Si bien el presidente uruguayo remarcó en esa conferencia que los objetivos de su viaje a Nueva York se habían cumplido ampliamente, en la práctica los logros o conquistas de la participación uruguaya parecen distar bastante del viaje de Mujica en 2014.
El Ministro de Economía, Danilo Astori, anunció que al menos 4 empresas manifestaron intenciones de invertir en Uruguay pero se prefirió no profundizar en cuáles son o en qué rubros específicos serían las inversiones (se explicó que incluirían desde el campo de las tecnologías de la información a la agro-industria).
La reunión con el Consejo Mundial Judío fue estrictamente protocolar y de cortesía, de acuerdo a lo expresado por su Presidente, el magnate Ronald Lauder al finalizar el encuentro con Vázquez y sus Ministros.
El encuentro con el Presidente de Egipto sirvió para coordinar acciones en conjunto en la ONU y explorar posibilidades en materia turística a la vez que analizaron el acuerdo comercial firmado entre ese país árabe y el Mercosur, que Uruguay comparte con Argentina, Brasil, Paraguay y Venezuela.
Tal vez el mayor logro se alcance el 15 de octubre cuando se voten los nuevos integrantes del Consejo de Seguridad de la ONU y Uruguay logre volver a ese grupo en calidad de miembro no permanente.
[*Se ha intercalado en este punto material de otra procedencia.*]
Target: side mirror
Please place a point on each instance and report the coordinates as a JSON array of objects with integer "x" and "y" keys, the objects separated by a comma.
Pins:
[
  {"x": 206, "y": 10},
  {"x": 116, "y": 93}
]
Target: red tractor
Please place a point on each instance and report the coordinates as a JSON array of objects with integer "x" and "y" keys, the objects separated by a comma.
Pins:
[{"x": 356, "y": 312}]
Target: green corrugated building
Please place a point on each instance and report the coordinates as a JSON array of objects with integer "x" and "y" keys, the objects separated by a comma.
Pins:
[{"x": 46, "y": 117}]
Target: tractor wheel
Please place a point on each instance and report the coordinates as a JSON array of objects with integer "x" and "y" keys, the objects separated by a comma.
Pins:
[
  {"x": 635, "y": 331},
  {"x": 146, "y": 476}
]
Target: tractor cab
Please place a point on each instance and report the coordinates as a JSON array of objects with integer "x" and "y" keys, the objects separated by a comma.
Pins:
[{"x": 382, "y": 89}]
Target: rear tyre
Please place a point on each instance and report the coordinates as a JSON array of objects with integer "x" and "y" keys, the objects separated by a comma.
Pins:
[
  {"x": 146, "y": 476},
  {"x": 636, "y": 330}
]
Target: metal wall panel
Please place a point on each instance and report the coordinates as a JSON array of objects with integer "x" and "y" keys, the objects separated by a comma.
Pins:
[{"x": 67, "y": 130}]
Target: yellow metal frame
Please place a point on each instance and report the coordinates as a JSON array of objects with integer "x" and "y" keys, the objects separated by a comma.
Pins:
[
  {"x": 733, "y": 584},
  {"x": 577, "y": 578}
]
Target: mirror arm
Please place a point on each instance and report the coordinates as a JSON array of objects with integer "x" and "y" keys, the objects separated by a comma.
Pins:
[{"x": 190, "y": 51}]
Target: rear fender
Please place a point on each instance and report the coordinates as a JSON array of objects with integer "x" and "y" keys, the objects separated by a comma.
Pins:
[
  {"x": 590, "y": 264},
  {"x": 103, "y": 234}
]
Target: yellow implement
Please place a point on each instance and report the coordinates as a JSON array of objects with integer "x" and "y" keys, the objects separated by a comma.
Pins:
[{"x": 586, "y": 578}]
Finalmente, el discurso de Vázquez en la ONU tampoco concitó la atención que en su momento obtuvo su antecesor si bien pueden no ser comparables las presentaciones porque el centro de los speeches presidenciales tuvieron ejes muy diferentes.
Otra diferencia entre los viajes de Mujica y Vázquez radicó en que en Washington la prensa tuvo acceso a cada reunión y presentación pública del presidente y en Nueva York apenas se permitió el ingreso para tomar imágenes en un par de reuniones.
En definitiva, el gobierno obtuvo poco ruido y pocas nueces para desviar la atención pública hacia la participación de Vázquez en la ONU y correrla de los titulares en materia de educación y seguridad que marcan la agenda nacional. Para muestra basta recordar que el principal título de la gira neoyorkina del presidente, fue cuando recomendó a los padres enviar a sus hijos a los centros de estudio los días de paro.
Un detalle no menor proviniendo de un presidente de un partido de izquierda.